El acceso es gratis a partir del sábado a las 14 y cierra a las 20. Así que teníamos dos horas por delante para pasearnos.
Una de las cosas que me pasa cuando voy a un museo es que me debato entre sacar todo lo que aprendí durante la carrera o no decir nada y dejar que sean los niños, que saben leer perfectamente los que me marquen el ritmo. Esta última opción creo que es la mejor si no quiero hacer que odien a su madre y a los museos.
Así que plano en mano, ellos marcaron todo lo que querían ver y en qué orden. Ahí es donde me mordía las uñas, porque empezamos por la réplica de la cueva de Altamira, de ahí a la Hispania romana, fuimos a los visigodos, después pasamos por los egipcios y terminamos en los griegos. A mí mente cartesiana este caos histórico me deja muy descolocada.
Sin embargo, eso hizo que lo que podía haberse convertido en un fracaso de tarde fuera un plan que no olvidarán. Iban de un lado para otro, creo que nos vimos todos los vídeos explicativos, y de vez en cuando sí que me preguntaron, pero en general el mayo cual pavo real desplegó toda su sabiduría de diez años para contarnos a su hermano y a mí en spanglish lo que había aprendido en el colegio.
Digo en spanglish porque hasta este año que se dieron cuenta por fin que estudiar la geografía e historia de España en inglés es un poco surrealista, mi hijo nos preguntaba que si íbamos a cruzar el Tajou, o que cuándo venían sus tíos de las Canary Islands.
El caso, es que nos habló de la prehistoria, de los griegos, de los romanos… y al pobre Mediano le dejó los honores de los egipcios, y de vez en cuando, yo, sacaba a colación alguna de esas perlitas que se te quedan grabadas a fuego durante la carrera y ganaba puntos en su ranking.
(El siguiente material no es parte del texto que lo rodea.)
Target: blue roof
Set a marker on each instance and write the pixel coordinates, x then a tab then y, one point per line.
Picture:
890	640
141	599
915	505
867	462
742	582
Y así se nos fue la tarde.
Por supuesto me sacaron un libro para niños de Historia (que confieso con orgullo que pagué con gusto, porque al fin al cabo, es cultura) y unas quiches de jamón de Mallorca (es ver un Mallorca y se les dispara el hambre inconmensurablemente)pero me quedo sobre todo con la frase del mayor, que era el más reacio al principio: “mamá, creo que podríamos volver otro día”.